Theory for highly stressed thick-walled elastic spheres and their vibration without small strain approximations

Abstract

This paper considers how the radii and vibration of an elastic thick-walled sphere is affected by high stresses imposed by high external pressures or by high internal pressures. For simplicity, the sphere consists of idealized Hookean material allowing unlimited compression or expansion. The sphere is filled by material with an isotropic pressure that generally differs from the pressure on the outer surface of the sphere. The analysis includes large strain nonlinear curvature effects where, unlike linear elasticity theory, the difference in radial and tangential strains is not small compared to those strains.

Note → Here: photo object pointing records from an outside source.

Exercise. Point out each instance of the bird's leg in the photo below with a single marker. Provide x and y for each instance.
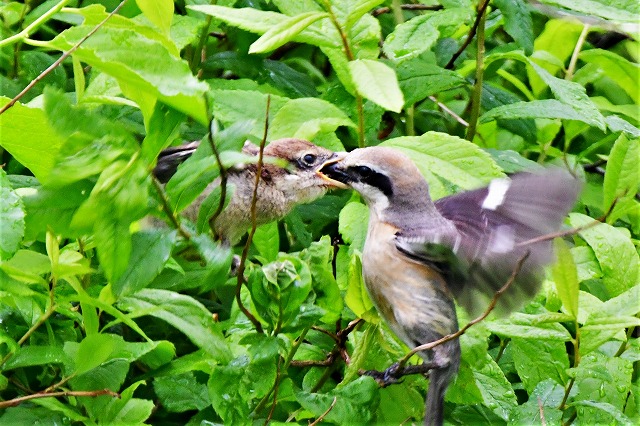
(393, 374)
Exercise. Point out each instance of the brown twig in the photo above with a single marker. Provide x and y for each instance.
(64, 56)
(224, 176)
(17, 401)
(323, 415)
(472, 33)
(413, 7)
(247, 245)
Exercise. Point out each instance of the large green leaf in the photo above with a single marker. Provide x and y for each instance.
(377, 82)
(184, 313)
(12, 214)
(141, 64)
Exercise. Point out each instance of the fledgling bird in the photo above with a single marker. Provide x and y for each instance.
(419, 254)
(280, 189)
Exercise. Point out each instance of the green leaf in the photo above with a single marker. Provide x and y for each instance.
(307, 117)
(543, 403)
(357, 9)
(452, 159)
(259, 22)
(622, 11)
(604, 379)
(545, 108)
(29, 137)
(539, 360)
(615, 252)
(527, 327)
(267, 240)
(411, 38)
(28, 356)
(352, 225)
(181, 392)
(377, 82)
(518, 23)
(419, 79)
(354, 402)
(140, 63)
(622, 176)
(285, 31)
(12, 227)
(626, 74)
(565, 276)
(160, 12)
(93, 351)
(497, 393)
(184, 313)
(149, 253)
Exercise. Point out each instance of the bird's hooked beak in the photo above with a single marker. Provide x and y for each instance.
(333, 172)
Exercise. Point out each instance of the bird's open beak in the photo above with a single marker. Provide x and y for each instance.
(331, 171)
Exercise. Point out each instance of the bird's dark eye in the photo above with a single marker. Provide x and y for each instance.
(309, 159)
(363, 171)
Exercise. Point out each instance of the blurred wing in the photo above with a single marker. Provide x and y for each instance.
(170, 158)
(496, 227)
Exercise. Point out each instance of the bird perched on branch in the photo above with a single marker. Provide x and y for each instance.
(280, 188)
(419, 254)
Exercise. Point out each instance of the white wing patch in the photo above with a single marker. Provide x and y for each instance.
(497, 190)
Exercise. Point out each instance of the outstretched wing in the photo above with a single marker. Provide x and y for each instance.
(496, 227)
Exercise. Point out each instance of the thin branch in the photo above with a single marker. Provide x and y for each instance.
(576, 51)
(34, 25)
(166, 207)
(247, 245)
(412, 7)
(476, 95)
(449, 111)
(64, 56)
(224, 176)
(472, 34)
(323, 415)
(17, 401)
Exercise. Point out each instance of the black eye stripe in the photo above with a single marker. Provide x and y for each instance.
(378, 180)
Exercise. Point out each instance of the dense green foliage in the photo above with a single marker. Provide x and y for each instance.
(89, 301)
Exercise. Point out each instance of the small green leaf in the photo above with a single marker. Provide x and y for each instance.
(267, 240)
(29, 137)
(615, 252)
(307, 117)
(622, 176)
(565, 275)
(160, 12)
(285, 32)
(184, 313)
(12, 227)
(377, 82)
(149, 253)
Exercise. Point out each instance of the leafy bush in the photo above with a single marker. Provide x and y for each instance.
(93, 306)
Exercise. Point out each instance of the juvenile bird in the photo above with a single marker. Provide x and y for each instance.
(280, 188)
(419, 255)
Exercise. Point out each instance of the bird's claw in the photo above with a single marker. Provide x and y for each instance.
(390, 376)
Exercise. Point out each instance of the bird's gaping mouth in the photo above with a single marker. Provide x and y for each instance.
(331, 171)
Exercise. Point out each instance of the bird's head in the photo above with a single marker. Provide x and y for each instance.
(299, 178)
(385, 177)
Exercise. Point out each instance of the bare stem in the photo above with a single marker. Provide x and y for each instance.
(64, 56)
(477, 88)
(470, 36)
(17, 401)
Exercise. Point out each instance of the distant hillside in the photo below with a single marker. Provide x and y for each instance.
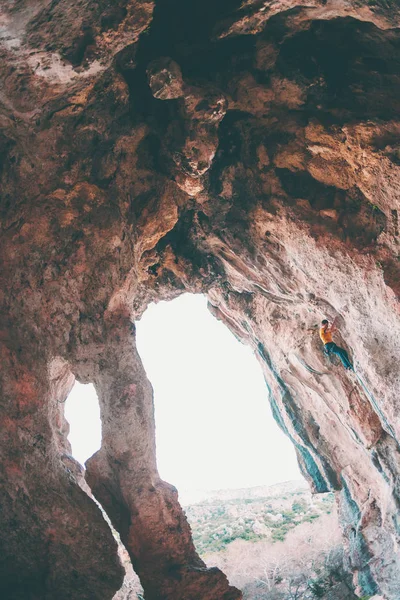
(188, 497)
(273, 542)
(254, 514)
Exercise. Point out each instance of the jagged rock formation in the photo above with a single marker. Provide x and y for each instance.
(246, 150)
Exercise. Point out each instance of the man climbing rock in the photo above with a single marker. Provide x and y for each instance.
(330, 347)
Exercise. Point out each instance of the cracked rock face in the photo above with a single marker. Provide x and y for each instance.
(246, 150)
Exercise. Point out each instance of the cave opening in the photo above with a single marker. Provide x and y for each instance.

Despite the sphere’s robustness, destructive physical consequences are predicted for nonzero Poisson coefficients where, for instance, a high-pressure tank inner stresses make the inner radius approach the less stressed outer radius. This would be avoided if the Poisson coefficient changed with large strains and approached zero. To model the effect of high stresses and strains on breathing mode vibration, an effective spring constant is derived from quadratic radius deviations of the system potential energy from equilibrium. Insights from analysis avoiding linear elasticity approximations may be applicable to improved understanding of deep-sea marine creature survival, improved underwater vessel design for large depths, and safer containers of fluids at high pressures.